Der renommierte südkoreanische Filmemacher Park Chan-wook — am besten bekannt für visuell fesselnde und psychologisch erschütternde Filme wie Oldboy und The Handmaiden — ist der Jurypräsident der diesjährigen Filmfestspiele von Cannes.
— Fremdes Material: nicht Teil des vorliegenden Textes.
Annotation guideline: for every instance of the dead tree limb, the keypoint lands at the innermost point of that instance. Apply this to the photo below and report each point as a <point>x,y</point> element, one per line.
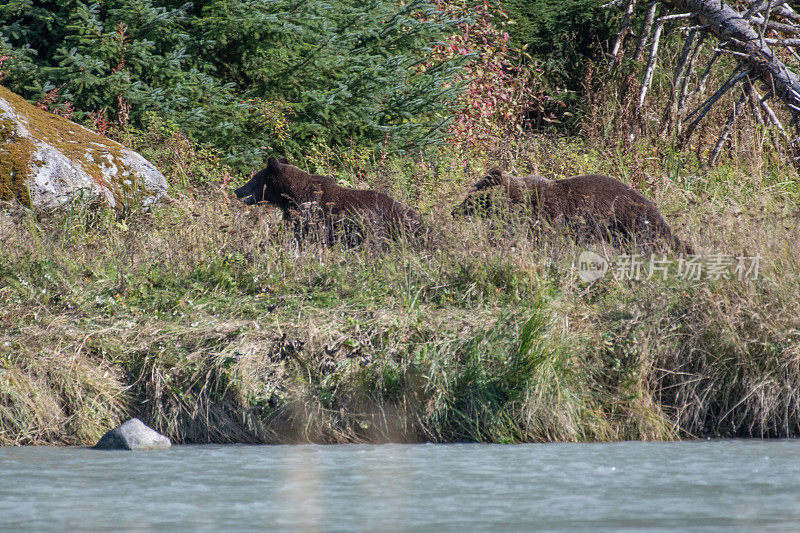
<point>729,25</point>
<point>726,131</point>
<point>706,106</point>
<point>678,82</point>
<point>648,77</point>
<point>616,50</point>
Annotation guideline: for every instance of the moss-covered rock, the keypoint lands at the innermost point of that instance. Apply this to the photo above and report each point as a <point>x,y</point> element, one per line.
<point>47,160</point>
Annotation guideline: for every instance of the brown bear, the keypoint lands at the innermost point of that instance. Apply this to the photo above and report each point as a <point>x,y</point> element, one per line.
<point>318,200</point>
<point>593,205</point>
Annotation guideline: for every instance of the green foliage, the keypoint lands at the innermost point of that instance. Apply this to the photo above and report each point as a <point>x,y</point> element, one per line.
<point>562,35</point>
<point>247,76</point>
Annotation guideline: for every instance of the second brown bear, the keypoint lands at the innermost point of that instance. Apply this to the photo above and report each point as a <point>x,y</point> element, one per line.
<point>593,205</point>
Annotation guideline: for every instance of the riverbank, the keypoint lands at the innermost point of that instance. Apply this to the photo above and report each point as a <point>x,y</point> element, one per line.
<point>205,320</point>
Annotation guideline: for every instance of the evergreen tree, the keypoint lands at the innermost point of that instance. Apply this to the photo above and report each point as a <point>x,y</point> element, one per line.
<point>241,74</point>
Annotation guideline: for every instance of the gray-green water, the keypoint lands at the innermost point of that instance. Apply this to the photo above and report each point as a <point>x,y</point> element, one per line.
<point>687,486</point>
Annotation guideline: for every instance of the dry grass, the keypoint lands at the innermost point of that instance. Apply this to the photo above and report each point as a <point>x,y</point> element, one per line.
<point>208,321</point>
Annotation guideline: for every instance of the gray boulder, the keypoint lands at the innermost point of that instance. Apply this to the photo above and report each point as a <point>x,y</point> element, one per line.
<point>47,161</point>
<point>133,435</point>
Begleitet wird er von Stars und Filmschaffenden wie Demi Moore, Chloé Zhao, Stellan Skarsgård, Ruth Negga, Laura Wandel, Diego Céspedes, Paul Laverty und Isaach De Bankolé.
Nachdem er 2004 den Großen Preis der Jury für Oldboy, 2022 den Preis für die Beste Regie für Decision to Leave und 2009 den Preis der Jury für Thirst gewonnen hat, ist Park Chan-wook längst zu einer Institution der Filmfestspiele von Cannes geworden. Wenn Sie mehr über den gefeierten Auteur erfahren möchten, präsentieren wir Ihnen hier die essenziellen Filme von Park Chan-wook, die jeder Cineast gesehen haben sollte.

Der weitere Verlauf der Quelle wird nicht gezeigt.